Transitional relief caps the pain
The government knows that revaluations create winners and losers, so there is a transitional relief scheme worth £3.2 billion designed to phase in large increases gradually. The key rule for small businesses: your bill cannot go up by more than £800 per year, or the relevant percentage cap, whichever is higher.
That means even if your rateable value jumped significantly, the actual hit to your bank account this year is limited. But it is limited, not eliminated. The increase is spread over multiple years, not forgiven.

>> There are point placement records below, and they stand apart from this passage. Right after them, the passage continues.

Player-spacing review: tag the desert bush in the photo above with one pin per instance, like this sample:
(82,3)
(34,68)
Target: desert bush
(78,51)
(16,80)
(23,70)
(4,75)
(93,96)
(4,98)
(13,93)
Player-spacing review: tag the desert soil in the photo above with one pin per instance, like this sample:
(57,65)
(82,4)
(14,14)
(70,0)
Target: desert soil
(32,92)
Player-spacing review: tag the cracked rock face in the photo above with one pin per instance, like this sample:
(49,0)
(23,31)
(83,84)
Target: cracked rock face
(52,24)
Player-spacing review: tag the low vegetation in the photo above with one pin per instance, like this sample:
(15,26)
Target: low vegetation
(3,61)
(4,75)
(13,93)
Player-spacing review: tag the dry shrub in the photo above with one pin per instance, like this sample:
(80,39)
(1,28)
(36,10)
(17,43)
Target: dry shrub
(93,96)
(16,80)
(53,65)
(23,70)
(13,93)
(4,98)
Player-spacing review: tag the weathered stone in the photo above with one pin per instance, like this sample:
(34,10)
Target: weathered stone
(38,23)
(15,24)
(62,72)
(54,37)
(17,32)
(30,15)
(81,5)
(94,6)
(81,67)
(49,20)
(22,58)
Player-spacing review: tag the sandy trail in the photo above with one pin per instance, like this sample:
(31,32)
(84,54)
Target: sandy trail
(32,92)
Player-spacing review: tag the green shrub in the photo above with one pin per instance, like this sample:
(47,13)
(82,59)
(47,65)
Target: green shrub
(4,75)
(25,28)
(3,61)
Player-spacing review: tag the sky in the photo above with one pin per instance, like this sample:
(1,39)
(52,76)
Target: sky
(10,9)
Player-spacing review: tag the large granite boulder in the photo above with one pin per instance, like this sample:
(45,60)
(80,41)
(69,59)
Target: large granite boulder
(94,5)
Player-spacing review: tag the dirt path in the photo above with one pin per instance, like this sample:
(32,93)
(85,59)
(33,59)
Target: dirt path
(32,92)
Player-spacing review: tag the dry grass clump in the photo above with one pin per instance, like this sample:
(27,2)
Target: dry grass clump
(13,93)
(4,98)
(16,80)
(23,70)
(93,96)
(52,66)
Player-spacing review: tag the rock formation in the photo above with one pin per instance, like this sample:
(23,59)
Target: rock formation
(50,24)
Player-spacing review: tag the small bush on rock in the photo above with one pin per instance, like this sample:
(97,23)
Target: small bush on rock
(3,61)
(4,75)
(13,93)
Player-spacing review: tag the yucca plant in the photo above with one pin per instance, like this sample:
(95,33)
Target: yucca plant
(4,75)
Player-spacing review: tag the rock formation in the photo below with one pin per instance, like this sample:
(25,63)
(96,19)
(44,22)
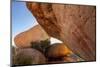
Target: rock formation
(28,56)
(34,34)
(73,24)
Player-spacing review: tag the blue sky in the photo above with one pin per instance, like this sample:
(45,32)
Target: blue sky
(22,19)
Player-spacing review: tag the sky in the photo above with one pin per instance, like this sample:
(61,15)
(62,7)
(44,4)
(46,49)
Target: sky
(22,19)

If your rateable value went up by a lot, you will feel it over the next two to three years as the cap phases in the full amount.
Extra help for pubs and music venues
If you run a pub or a live music venue, you get an additional 15% relief on top of the RHL multiplier for this year. Your bills will then be frozen in real terms for 2027/28 and 2028/29. That is three years of relative stability, which is the most certainty the sector has had in a while.
What counts as retail, hospitality, or leisure
This matters because the RHL multiplier is 5p cheaper per pound of rateable value than the non-RHL one for small properties.
The definition includes shops, restaurants, cafes, pubs, bars, takeaways, cinemas, gyms, hotels, B&Bs, holiday lets, and leisure facilities. It also includes hairdressers, beauticians, and similar service businesses operating from a shop-front premises.
It does not include offices, warehouses, factories, or workshops, even if they serve retail customers. A plumber's office is not RHL. A barber shop is. If you are not sure where your property falls, your local council should be able to tell you which multiplier they have applied.
What to do this week
1. Check your new rateable value. Go to the Valuation Office Agency website and look up your property. Your rateable value for 2026 is listed there. Compare it to what it was before. If it went up, that is the revaluation at work, and it directly affects your bill.
2. Check your bill. When it arrives, or if it has already arrived, make sure the right multiplier has been applied. If you are an RHL property and you have been charged at the non-RHL rate, that is wrong and you need to tell your council.
3. Check your relief. If you were on Small Business Rate Relief or the old RHL temporary relief, check whether you still qualify for something. The rules have changed but the reliefs have not disappeared entirely.
4. Consider challenging your rateable value. If you think the VOA got it wrong, you can use the Check, Challenge, Appeal process on their website. Start with "Check" to see how they arrived at the figure. If comparable properties in your area have lower rateable values, or if your property has issues that should reduce its value, a challenge may be worth it. These take time, but if successful, the correction is backdated.
5. Talk to your accountant. If you are a limited company, business rates are a deductible expense. If you are a sole trader now on Making Tax Digital, the quarterly reporting means these costs flow through your records more frequently. Either way, make sure the new figure is in your forecasts.
The bigger picture
This is the fourth set of April changes we have written about this month. MTD, employment law, late payment rules, and now business rates. Each one individually is manageable. Stacked together, they represent a serious increase in the cost and complexity of running a small business in 2026.
The FSB estimates that 87% of small firms are seeing costs rise compared to last year, with over a quarter reporting double-digit increases. If that matches your experience, you are not imagining it. April 2026 is one of the most expensive months for regulatory change that small businesses have faced in years.
None of this means the sky is falling. But it does mean the margin for getting your admin wrong is thinner than it used to be. An afternoon checking your rates bill, your payroll, and your tax reporting setup is an afternoon well spent. The businesses that stay on top of this stuff quietly do well. The ones that ignore it until there is a problem are the ones that get hurt.